American Whiskey Bar
by Michael Turner
If you are from Canada, you will no doubt be aware of a number of regional generalizations concerning the behaviour of inhabitants of the country's three largest cities. You will also, no doubt, perhaps indignantly, perhaps vehemently, be aware of exceptions to these general rules. In order to refrain from contributing to the petty-minded regionalism that is tearing this country apart, let me say right now that I, too, am aware of the exceptions. But that doesn't reduce my pleasure in generalizing one whit.
For example, people from Toronto like to sit in cafes and talk loudly about themselves, often on cell phones, using words like "poststructuralist" and "Foucault", whether or not they know what they mean. People in Montreal have sex four times a day and kept wearing those plushy velvet jester hats long after everybody else in the world realized how dumb they looked and, blushing, buried them in the backs of their closets. And people from Vancouver have two choices: they can either wear Goretex and go mountain biking and get all faux-rasta/native/deadhead and grow long blonde dreads and keep saying "irie", or they can dress up in lounge gear and spend all day sipping expensive cocktails and name-dropping.
I'm not just bringing this up because of an overweening desire to pick at national scabs, although that's part of it.
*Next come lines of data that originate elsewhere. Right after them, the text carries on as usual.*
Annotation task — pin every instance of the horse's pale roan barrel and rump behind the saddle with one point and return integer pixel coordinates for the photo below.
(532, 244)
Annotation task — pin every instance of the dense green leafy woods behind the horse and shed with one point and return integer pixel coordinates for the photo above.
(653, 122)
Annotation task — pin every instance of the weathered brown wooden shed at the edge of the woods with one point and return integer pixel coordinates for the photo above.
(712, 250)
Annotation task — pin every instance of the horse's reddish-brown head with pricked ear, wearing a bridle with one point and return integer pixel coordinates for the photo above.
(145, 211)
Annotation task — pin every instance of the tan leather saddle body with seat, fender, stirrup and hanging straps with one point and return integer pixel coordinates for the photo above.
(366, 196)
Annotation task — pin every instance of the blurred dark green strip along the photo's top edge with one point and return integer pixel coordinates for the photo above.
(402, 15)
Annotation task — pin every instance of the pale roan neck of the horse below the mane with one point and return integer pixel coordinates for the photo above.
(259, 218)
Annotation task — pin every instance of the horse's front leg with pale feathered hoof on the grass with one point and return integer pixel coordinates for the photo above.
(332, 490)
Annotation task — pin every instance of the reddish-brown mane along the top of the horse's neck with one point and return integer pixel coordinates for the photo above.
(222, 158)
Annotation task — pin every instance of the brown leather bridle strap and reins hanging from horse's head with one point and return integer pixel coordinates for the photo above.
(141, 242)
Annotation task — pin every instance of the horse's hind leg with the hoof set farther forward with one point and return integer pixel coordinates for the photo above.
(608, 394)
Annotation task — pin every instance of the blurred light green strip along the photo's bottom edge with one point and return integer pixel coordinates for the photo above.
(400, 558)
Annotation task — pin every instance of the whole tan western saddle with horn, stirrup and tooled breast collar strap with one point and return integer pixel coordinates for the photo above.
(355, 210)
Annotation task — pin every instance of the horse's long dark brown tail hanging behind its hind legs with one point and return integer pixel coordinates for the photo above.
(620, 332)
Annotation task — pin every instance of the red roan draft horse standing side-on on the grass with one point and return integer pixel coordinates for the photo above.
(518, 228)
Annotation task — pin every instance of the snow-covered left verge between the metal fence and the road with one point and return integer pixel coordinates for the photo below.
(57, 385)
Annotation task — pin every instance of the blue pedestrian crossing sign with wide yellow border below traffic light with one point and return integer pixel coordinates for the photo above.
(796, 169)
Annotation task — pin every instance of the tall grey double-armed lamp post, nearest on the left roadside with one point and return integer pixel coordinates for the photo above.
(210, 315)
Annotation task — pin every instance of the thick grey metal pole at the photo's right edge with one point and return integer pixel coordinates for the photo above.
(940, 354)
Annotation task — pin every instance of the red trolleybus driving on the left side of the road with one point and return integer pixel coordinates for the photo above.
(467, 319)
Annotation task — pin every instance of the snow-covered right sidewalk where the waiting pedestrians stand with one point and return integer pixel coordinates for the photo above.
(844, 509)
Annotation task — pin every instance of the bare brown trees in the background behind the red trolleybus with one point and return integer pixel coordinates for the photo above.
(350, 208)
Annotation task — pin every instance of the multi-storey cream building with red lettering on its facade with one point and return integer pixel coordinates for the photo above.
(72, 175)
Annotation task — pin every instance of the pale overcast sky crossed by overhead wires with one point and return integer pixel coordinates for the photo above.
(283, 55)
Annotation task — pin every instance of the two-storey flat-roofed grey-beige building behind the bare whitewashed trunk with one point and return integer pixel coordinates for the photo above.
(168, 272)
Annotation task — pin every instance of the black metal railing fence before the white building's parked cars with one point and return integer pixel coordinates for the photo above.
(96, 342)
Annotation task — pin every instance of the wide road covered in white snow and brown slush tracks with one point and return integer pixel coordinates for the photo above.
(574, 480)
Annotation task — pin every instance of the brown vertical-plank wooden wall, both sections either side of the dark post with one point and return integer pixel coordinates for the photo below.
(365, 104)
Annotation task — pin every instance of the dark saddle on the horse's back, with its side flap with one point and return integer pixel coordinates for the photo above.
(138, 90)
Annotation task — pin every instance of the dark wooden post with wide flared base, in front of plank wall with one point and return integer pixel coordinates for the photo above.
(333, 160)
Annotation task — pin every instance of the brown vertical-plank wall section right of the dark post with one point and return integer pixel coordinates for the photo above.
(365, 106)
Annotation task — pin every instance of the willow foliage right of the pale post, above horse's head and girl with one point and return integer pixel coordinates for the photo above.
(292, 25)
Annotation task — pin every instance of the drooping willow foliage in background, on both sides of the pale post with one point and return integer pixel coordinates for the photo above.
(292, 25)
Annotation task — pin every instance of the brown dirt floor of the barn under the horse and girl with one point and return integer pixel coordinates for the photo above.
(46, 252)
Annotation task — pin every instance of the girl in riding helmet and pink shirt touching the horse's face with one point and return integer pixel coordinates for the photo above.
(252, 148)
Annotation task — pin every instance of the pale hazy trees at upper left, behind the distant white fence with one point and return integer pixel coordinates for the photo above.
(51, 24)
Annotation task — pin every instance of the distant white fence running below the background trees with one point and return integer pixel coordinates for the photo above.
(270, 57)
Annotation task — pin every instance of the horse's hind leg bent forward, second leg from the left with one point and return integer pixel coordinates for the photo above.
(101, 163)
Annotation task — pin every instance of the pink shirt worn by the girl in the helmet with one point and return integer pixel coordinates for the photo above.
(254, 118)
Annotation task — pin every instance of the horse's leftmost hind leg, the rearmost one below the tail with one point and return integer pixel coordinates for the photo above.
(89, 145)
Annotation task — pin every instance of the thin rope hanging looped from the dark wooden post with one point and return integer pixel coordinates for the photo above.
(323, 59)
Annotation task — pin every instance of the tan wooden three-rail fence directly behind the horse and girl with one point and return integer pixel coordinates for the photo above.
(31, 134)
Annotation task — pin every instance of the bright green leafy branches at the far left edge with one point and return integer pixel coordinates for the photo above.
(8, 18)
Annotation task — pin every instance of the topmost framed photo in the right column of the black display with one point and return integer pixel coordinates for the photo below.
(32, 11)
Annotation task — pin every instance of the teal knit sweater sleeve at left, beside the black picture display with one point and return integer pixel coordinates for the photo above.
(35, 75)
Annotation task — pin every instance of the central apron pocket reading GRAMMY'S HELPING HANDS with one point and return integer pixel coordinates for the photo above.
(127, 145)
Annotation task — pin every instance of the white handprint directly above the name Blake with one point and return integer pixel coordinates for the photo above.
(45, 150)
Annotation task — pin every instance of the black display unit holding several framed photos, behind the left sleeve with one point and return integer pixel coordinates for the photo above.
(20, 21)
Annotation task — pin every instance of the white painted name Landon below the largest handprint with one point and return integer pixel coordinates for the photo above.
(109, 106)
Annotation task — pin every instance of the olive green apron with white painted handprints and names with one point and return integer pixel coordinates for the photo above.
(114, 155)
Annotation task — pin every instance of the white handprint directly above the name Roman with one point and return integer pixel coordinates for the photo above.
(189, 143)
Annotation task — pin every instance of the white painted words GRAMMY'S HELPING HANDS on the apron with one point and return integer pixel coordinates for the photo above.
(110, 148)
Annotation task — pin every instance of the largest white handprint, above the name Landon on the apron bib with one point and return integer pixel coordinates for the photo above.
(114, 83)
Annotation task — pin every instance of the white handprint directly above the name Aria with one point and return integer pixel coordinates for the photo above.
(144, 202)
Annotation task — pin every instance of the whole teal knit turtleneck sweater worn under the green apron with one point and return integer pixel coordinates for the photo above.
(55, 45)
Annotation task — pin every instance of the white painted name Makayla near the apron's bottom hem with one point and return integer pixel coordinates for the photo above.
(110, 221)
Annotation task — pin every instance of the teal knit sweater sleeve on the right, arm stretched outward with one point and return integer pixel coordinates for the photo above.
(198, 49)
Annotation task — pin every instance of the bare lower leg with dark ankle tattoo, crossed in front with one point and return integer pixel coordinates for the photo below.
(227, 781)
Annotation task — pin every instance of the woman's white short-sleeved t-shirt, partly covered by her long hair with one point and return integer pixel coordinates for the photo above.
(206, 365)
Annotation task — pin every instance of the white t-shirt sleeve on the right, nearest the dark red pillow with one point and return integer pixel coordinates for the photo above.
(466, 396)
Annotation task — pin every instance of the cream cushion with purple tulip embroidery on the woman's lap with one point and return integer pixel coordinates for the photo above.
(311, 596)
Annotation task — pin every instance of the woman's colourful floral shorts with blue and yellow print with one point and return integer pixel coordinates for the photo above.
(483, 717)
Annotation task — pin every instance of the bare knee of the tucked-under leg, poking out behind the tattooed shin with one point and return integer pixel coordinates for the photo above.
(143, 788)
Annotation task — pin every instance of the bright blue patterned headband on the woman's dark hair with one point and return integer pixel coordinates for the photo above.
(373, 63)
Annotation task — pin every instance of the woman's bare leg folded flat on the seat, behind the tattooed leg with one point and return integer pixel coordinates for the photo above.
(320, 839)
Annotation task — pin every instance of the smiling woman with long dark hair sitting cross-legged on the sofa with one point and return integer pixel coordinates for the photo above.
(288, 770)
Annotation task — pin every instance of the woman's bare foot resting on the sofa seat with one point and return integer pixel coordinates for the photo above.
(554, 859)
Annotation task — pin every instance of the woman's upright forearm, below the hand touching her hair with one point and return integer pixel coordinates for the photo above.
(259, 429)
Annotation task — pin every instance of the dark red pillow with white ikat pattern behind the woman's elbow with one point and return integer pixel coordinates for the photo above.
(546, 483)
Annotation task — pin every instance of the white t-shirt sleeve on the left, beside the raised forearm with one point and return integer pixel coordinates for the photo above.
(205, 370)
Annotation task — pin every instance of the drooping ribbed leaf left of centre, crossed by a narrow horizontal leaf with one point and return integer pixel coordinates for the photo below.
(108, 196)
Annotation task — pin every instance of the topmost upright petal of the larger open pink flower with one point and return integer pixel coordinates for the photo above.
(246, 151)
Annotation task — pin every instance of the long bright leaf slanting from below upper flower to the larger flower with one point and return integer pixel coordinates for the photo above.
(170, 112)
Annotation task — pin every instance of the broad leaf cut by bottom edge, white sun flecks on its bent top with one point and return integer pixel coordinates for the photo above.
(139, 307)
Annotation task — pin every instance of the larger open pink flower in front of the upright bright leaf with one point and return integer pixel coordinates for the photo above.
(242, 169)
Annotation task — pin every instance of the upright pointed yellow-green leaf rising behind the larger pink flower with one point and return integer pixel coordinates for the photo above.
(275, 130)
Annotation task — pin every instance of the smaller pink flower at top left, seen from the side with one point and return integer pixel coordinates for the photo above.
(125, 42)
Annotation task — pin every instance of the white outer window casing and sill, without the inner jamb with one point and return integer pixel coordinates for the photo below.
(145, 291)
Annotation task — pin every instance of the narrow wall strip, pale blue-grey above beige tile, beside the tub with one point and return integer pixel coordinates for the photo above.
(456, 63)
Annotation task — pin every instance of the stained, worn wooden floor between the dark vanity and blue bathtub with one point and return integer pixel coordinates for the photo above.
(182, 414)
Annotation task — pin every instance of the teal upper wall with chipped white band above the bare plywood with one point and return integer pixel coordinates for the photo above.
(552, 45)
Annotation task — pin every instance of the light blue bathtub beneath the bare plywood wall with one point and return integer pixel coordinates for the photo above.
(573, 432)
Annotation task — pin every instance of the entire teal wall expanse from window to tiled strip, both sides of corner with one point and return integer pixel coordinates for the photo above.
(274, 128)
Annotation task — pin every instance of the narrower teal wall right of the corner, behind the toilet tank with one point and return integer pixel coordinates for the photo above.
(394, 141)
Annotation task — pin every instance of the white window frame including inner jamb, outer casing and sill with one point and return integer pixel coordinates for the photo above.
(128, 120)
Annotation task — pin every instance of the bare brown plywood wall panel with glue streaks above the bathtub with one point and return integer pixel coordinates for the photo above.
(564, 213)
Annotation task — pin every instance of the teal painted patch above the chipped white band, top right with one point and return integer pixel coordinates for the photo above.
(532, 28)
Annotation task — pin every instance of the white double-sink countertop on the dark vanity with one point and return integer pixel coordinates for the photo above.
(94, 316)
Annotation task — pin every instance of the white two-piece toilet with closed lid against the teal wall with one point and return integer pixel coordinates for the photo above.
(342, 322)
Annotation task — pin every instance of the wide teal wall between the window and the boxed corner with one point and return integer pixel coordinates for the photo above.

I'm also mentioning it because I just finished reading "American Whiskey Bar", and I swear to God that Michael Turner is one of those Vancouverites who likes to wear bowling shirts and talk about celebrities as though he didn't give a shit, even though deep down he really, really does.
It's not that the book is all bad. In fact, it's tricky, because the way it's set up is really cool: it's a movie script, with a foreword by Turner about why the script is so bad, and then an introduction by the woman who supposedly directed the movie that was made from the script, and then an afterword by a film critic who has purportedly seen the movie. All these parts add up to a gripping tale of intrigue in the Eastern European porn industry, and Turner gets full points for that. But the really tricky part is the actual movie script, which takes up 140 pages of a 182-page book, and which really actually is very terrible. Which is very clever, because the other 42 pages are all about why it's so terrible and so forth, but there are parts of the script that are clearly bad on purpose and other parts that seem like they might be bad by accident, and so instead of shaking my head in admiration I am compelled to throw up my hands in dismay. Here is an example of a bit of dialogue that I think might represent a failure of imagination on the part of the author:
Q:
(smiling)
...the kind of films my partner and I make aren't
mainstream films. They just don't have the same narrative
structures as mainstream films. Besides, we make the
films we write.
(C leans forward, resting his elbows on the table, a small grin creeping up the side of his face)
C:
So you guys are more the Stan Brakhage-type....
...
Q:
(pleasantly surprised)
Hey, there you go. Stan Brakhage. Now there's a sexy
filmmaker.
C:
I met him once a few years ago, at a screening in Toronto.
P:
Cool.
C:
Yeah, it was cool. Does Brakhage inform your work?
Q
Well...yeah. He has a certain, um, lyric quality that
we admire. Him and people like - you know - Carolee Schneemann,
Derek Jarman...
(C nods knowingly)
Okay, can you imagine anyone who's not from Vancouver
even thinking those lines? No! Which is why it doesn't
work, even as a satire (all the characters are supposed to
be Americans, by the way) (but they're so patently West-Coast
Canadians) (which might be the point) (but I really don't
think so). So, even though this book is very poststructuralist,
from a Foucaultian perspective I cannot endorse it.